Taking the Fear Out of the Question: “What is Your Weakness?”

Fear, Negativity, Confidence Surrounded by Fear, Finding Confidence

In a recent #jobhuntchat, the topic of the night was on interviewing. A question came up of “Which questions scare you the most?” Many of the tweets were focusing on the “What is your weakness?” question. There are so many ways to answer this question.

Some vote that there shouldn’t be a weakness question at all, because no one is perfect. Others worry about if they will be judged personally by what kind of answer they give. With so many points of view to this sticky question, everyone’s fear has been bottled up.

Well, let’s take the fear out of this question.

Get Your Head in the Game

You need to think of an interview like it’s a game. Go into the interview with your own game plan for any possible question.  Have a plan ready for any questions where you might display nervousness, or uncertainty. If you get thrown off by an unusual question, it’s okay to pause and think. Don’t start spitting out words that you first think of, or worst of all- wing it. Honesty and integrity within each answer is vital, because interviewers can tell when you are stretching the truth. Have canned answers to certain common questions that make you nervous. Remember to show your confidence in every answer- it’s alright to be just a little nervous!

Times are a Changing

Everyone does have a weakness, so what’s the point in asking? The outdated question is just a cloud of negativity looming over every candidate. The traditional interviewer puts these types of negative questions into their process, only to find more negatives. What do interviewers walk away with in the end? A worried candidate, thinking they couldn’t show who they really were because the interviewer focused on the wrong question. Interviewers need to outweigh the negative aspect of the process by focusing their attention to the assets. Positives do outweigh the negatives, and by investing in this, the outcome will be better suited for the company’s culture.

The Best is Yet to Come

If you do find yourself being asked this ‘weakness’ question, turn your weakness into an area of growth for yourself. How can you make it into a quality to benefit the company? When answering an open-ended question, keep it under 30 seconds with a simple, direct, and upbeat tone.

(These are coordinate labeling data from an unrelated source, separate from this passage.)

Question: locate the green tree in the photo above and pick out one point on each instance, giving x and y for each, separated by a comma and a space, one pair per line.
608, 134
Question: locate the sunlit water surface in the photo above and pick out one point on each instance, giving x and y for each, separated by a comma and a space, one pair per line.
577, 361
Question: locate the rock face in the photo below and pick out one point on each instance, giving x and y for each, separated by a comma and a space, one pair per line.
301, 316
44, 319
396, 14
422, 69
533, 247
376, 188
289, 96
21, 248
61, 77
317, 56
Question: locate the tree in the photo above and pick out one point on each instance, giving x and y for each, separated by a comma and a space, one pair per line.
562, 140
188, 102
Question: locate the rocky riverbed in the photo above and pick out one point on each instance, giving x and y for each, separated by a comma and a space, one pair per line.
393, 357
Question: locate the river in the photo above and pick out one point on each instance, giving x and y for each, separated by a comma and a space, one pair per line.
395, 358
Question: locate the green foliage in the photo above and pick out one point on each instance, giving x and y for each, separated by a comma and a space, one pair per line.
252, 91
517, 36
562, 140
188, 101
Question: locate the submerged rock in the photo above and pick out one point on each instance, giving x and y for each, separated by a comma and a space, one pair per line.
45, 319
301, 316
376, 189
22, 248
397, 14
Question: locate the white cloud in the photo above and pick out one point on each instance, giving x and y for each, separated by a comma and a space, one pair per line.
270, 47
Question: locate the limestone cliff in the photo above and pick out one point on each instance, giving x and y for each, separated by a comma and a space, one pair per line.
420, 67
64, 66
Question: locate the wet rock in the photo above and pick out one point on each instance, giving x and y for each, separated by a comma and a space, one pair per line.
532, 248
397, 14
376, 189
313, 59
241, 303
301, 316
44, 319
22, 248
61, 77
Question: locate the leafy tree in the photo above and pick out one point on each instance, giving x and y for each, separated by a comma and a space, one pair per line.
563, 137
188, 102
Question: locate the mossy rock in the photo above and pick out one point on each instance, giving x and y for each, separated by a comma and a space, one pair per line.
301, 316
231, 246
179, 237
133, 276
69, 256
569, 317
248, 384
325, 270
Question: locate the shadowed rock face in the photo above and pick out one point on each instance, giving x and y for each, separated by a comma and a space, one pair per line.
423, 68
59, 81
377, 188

For example, if you don’t have much experience presenting, just say so. Avoid saying, “I’m bad at presenting, and I don’t feel comfortable in front of people.” Instead, say, “I could use some more experience presenting. I haven’t been given too many opportunities to do so and I would like to improve this skill.” There are always opportunities available to practice and improve quickly!

No need to fret anymore! The interview process is not meant to be scary, but to showcase your skills. Go in with a game plan for yourself, and broadcast your challenges with a positive spin. Overcoming the ‘weakness’ with positivity shows the organization why you are the right person for this position and their organization. Take the fear out of the question.